Colombia is well known for its emeralds, coffee, and biodiversity, but should also be known for its powerful music. Colombian music is a clear example of the cultural diversity of the country; it contains numerous statements that clearly identify each region of the country, although it is very common to find several musical styles within a single region, mainly due to the different factors influencing the culture. Among the main rhythms of Colombia standout Vallenato, Cumbia, Son Sabanero, Gaita (rhythm derived from Cumbia), El patacoré, Joropo, Bambuco, Torbellino and El currulao.
In order to understand the musical development of Colombia, it is necessary to take into account the social conditions in which it has been formed from three cultures: the Amerindians, the Africans, and the Spanish. Every one of these cultures had their own dances, musical instruments, and religion.

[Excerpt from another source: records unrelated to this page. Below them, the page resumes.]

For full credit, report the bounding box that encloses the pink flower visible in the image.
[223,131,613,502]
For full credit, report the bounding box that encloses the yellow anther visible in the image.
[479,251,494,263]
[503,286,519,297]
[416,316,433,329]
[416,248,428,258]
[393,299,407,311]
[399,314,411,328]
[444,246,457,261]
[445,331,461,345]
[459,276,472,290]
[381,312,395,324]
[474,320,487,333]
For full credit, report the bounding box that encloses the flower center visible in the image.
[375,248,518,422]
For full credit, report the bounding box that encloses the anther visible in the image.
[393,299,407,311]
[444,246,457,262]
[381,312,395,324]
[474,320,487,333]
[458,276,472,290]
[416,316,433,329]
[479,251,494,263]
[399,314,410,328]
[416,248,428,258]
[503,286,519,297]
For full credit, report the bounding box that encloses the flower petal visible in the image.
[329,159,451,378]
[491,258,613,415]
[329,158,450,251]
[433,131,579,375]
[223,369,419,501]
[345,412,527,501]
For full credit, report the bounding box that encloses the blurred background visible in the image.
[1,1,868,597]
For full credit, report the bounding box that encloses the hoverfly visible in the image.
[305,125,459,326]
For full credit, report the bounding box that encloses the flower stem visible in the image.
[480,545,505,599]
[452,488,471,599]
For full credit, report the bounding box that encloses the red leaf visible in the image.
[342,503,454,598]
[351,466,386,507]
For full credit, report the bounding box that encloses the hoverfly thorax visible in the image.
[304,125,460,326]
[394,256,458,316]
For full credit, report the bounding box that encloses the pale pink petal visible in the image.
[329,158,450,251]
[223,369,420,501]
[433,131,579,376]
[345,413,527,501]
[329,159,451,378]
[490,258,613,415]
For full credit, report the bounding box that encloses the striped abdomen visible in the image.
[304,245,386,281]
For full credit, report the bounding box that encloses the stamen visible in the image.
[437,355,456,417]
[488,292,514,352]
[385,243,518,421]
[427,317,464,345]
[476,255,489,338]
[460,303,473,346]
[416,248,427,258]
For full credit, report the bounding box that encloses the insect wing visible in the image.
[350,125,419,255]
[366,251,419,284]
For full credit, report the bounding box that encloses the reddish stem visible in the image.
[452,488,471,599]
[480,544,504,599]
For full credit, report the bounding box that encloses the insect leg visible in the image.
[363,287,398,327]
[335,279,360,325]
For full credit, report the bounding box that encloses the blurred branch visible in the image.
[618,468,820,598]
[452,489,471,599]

Out of this mixture emerged the musical array that expands through every region of Colombia, from Vallenato songs to the music of the Llanos Orientales (the eastern plains).
I have always enjoyed the sounds of Vallenatos because they are an essential to Colombian culture and it is one of the most distinctive features of the Colombian history. The origins of Vallenatos come from pastoral areas of Valledupar, where the “caja vallenata” and the guacharaca joined to form the basis for musical narratives about the hardships and aspirations of peasants. It is no wonder that for Colombians, Vallenatos are more than just music, it’s a way of being, a way of life and the essence of its people.